A misericórdia de Deus e a eleição do novo Papa


“Com efeito, em Cristo, Deus reconciliou o mundo consigo, não imputando aos homens as suas faltas e colocando em nós a palavra da reconciliação” (2 Cor 5, 19).

            A famosa parábola do filho pródigo (cf. Lc 15, 1 – 3.11 – 32) se encontra no centro da Liturgia da Palavra desde IV Domingo da Quaresma. Trata-se de uma parábola que Jesus contou referindo-se aos fariseus e mestres da lei, que o criticavam por se aproximar dos cobradores de impostos e comer com os pecadores. A crítica merece destaque: “Este homem acolhe os pecadores e faz refeição com eles”. Eis duas atitudes importantes de Jesus: acolher os pecadores e fazer refeição com eles. Isto escandalizou os religiosos da época e continuar escandalizando nos dias de hoje.

            É uma profunda contradição pensar que se segue a Jesus excluindo as pessoas. Infelizmente, na comunidade eclesial muitas pessoas são excluídas por vários motivos: por causa da condição social, da cor da pele, das ideias que defendem, por não tolerarem abusos, por se recusarem à obediência cega etc. Além destas pessoas, há as que pertencem às “minorias abraâmicas”, como dizia o santo bispo Dom Helder Câmara; aquelas pessoas excluídas na sociedade, que são desprezadas por diversos motivos.

Infelizmente, as Igrejas cristãs pouco se interessam por estas pessoas. Elas se encontram no anonimato, padecendo em seus sofrimentos; não aparecem nos templos religiosos e não vivem segundo as prescrições religiosas das Igrejas.
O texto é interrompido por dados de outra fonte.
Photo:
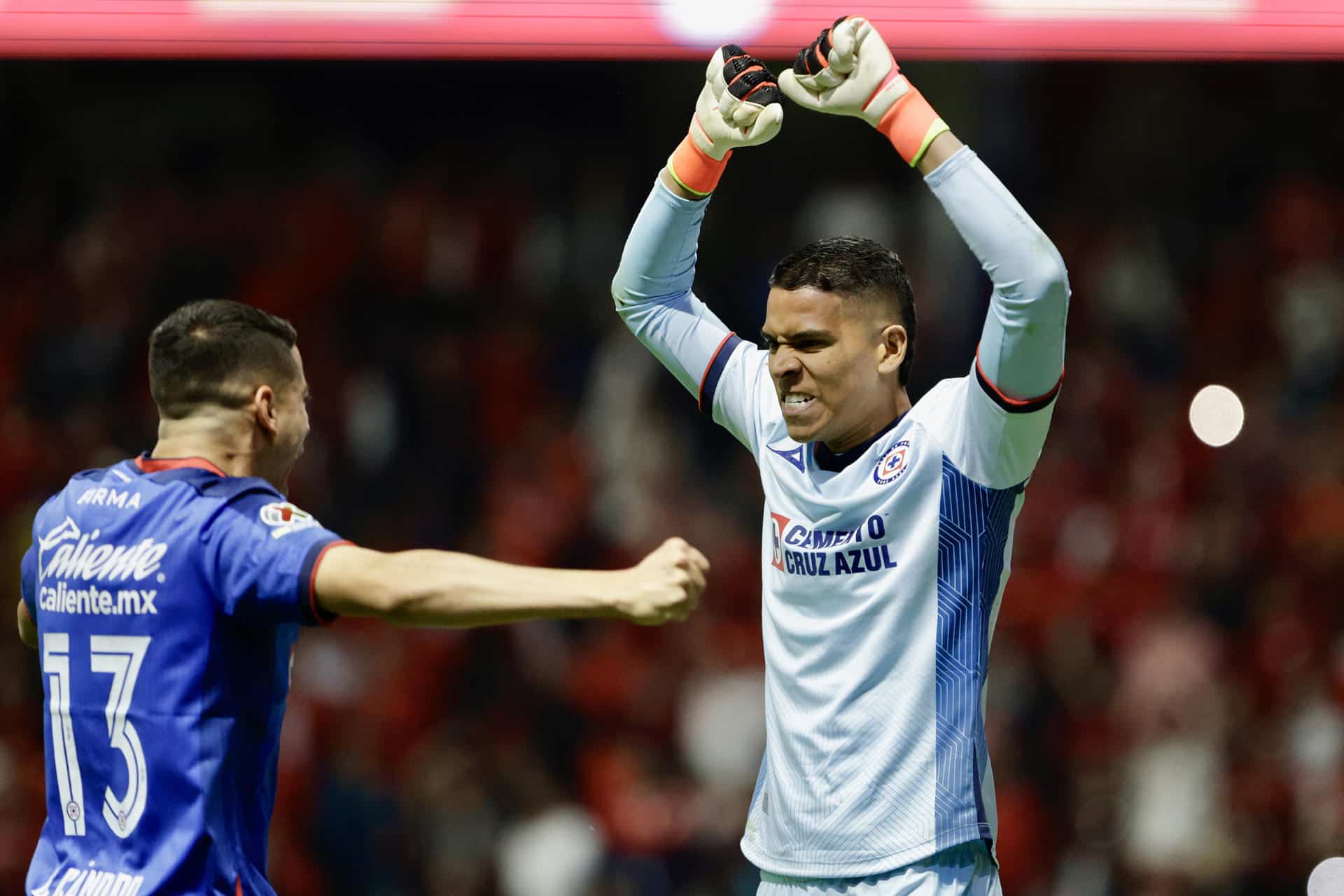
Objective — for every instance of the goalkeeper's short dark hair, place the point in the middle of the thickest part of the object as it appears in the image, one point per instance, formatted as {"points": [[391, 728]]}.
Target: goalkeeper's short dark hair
{"points": [[218, 352], [855, 267]]}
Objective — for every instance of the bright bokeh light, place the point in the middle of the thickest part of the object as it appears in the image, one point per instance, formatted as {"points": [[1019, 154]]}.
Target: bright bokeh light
{"points": [[1327, 879], [1217, 415], [714, 22]]}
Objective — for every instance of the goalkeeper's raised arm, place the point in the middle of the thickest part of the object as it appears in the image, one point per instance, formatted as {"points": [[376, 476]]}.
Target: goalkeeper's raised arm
{"points": [[739, 105], [848, 70]]}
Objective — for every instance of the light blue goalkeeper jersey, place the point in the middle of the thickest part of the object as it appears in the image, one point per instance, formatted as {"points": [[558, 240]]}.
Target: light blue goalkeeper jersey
{"points": [[882, 570]]}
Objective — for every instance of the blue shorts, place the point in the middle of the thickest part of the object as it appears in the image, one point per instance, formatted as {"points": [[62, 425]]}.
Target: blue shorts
{"points": [[960, 871]]}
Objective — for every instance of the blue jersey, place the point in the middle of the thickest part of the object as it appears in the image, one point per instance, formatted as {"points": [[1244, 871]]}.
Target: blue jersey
{"points": [[167, 598]]}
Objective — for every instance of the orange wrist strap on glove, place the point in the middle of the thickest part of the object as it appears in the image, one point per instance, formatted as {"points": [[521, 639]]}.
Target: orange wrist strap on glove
{"points": [[738, 106]]}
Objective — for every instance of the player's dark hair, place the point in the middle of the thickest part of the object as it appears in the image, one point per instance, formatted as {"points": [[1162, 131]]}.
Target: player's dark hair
{"points": [[855, 267], [217, 352]]}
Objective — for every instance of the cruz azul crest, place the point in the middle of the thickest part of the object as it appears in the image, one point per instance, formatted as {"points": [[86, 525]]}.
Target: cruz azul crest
{"points": [[892, 464]]}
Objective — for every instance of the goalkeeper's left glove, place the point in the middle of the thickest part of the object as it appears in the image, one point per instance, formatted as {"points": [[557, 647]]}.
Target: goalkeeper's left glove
{"points": [[848, 70], [738, 106]]}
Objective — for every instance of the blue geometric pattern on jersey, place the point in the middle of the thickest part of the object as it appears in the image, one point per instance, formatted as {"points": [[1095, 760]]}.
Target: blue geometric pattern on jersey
{"points": [[974, 526], [792, 456]]}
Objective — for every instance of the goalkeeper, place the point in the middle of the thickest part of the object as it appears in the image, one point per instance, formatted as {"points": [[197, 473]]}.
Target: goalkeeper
{"points": [[888, 526]]}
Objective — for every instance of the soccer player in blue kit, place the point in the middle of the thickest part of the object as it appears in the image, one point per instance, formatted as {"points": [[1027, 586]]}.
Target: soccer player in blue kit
{"points": [[166, 593], [888, 527]]}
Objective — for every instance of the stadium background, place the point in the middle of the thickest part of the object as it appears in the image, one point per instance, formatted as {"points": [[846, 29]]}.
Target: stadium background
{"points": [[1167, 678]]}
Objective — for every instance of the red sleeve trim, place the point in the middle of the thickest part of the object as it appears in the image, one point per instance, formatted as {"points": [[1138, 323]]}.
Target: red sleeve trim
{"points": [[1015, 405], [155, 464], [708, 368], [323, 617]]}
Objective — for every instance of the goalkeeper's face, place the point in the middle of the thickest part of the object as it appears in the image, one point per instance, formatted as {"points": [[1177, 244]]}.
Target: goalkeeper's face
{"points": [[832, 363]]}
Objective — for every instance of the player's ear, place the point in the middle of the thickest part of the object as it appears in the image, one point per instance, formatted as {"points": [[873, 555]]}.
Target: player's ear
{"points": [[892, 348], [264, 407]]}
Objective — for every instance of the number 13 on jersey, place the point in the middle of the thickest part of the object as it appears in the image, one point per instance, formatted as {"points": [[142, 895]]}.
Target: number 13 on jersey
{"points": [[120, 657]]}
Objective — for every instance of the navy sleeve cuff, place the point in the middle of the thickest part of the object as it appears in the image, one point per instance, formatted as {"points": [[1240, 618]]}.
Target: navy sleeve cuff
{"points": [[307, 596], [1012, 405], [714, 371]]}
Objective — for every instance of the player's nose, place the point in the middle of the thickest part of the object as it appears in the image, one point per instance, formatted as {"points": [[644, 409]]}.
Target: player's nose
{"points": [[783, 363]]}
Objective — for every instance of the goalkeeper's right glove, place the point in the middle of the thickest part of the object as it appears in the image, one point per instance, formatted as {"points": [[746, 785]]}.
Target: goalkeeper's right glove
{"points": [[738, 106], [848, 70]]}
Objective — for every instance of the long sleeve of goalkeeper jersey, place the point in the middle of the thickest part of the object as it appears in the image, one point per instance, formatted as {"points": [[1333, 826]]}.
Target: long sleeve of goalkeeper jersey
{"points": [[1022, 347], [652, 292]]}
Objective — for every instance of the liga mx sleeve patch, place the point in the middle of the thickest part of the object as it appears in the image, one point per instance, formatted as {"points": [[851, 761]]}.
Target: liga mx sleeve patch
{"points": [[284, 517]]}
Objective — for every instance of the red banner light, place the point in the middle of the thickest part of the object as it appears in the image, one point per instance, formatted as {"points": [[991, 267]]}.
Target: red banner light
{"points": [[667, 29]]}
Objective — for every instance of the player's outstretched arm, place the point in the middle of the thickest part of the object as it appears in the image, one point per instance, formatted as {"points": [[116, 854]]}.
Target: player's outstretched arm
{"points": [[447, 589], [27, 628], [848, 70]]}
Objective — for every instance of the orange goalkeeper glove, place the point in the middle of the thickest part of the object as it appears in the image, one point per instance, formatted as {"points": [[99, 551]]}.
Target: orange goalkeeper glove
{"points": [[848, 70], [738, 106]]}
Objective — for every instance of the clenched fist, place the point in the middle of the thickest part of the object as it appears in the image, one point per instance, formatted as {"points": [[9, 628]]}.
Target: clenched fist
{"points": [[666, 586]]}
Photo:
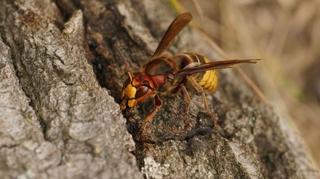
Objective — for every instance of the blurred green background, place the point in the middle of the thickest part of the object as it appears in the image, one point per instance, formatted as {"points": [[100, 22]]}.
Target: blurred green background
{"points": [[286, 35]]}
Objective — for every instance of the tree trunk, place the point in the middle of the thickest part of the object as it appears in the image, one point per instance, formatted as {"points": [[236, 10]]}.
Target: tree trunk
{"points": [[62, 66]]}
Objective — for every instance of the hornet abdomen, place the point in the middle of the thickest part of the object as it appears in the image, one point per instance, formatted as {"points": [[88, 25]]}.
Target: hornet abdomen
{"points": [[207, 80]]}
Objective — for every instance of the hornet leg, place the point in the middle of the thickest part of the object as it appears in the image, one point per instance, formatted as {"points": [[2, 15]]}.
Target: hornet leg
{"points": [[199, 89]]}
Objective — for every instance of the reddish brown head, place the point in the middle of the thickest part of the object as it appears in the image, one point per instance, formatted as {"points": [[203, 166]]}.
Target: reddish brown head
{"points": [[138, 88]]}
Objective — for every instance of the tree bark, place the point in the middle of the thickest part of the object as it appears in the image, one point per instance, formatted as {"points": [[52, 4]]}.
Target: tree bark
{"points": [[62, 66]]}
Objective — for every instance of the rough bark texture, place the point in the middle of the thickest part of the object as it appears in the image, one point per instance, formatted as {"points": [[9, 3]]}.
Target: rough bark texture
{"points": [[62, 64]]}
Estas pessoas, de modo geral, estão muito unidas a Deus porque participam, na carne, da cruz de Cristo. Deus é sua única riqueza. Ele se encontra com elas, cotidianamente, sustentando-as de algum modo. Ele as ama com ternura e espera que o encontremos nelas. Elas conhecem o mistério do Reino de Deus, pois pertencem à numerosa porção dos “pequeninos de Deus”.

Jesus acolheu os pecadores do seu tempo. A leitura desta acolhida para a Igreja de hoje traz sérias implicações. Jesus era um homem próximo dos que sofriam e dos que eram excluídos. Para estes, ele era a Boa Notícia de Deus. De fato, Jesus é o evangelho do Pai. A Igreja, essencialmente missionária, é chamada a ser uma Boa Notícia para o mundo. Para isto, precisa fazer a mesma coisa que Jesus fez: acolher os pecadores e fazer refeição com eles. É preciso que as condenações deem lugar à prática da misericórdia. Fazer refeição significa estar (permanecer) com os pecadores, identificar-se com eles. Para a Igreja este sempre foi um desafio.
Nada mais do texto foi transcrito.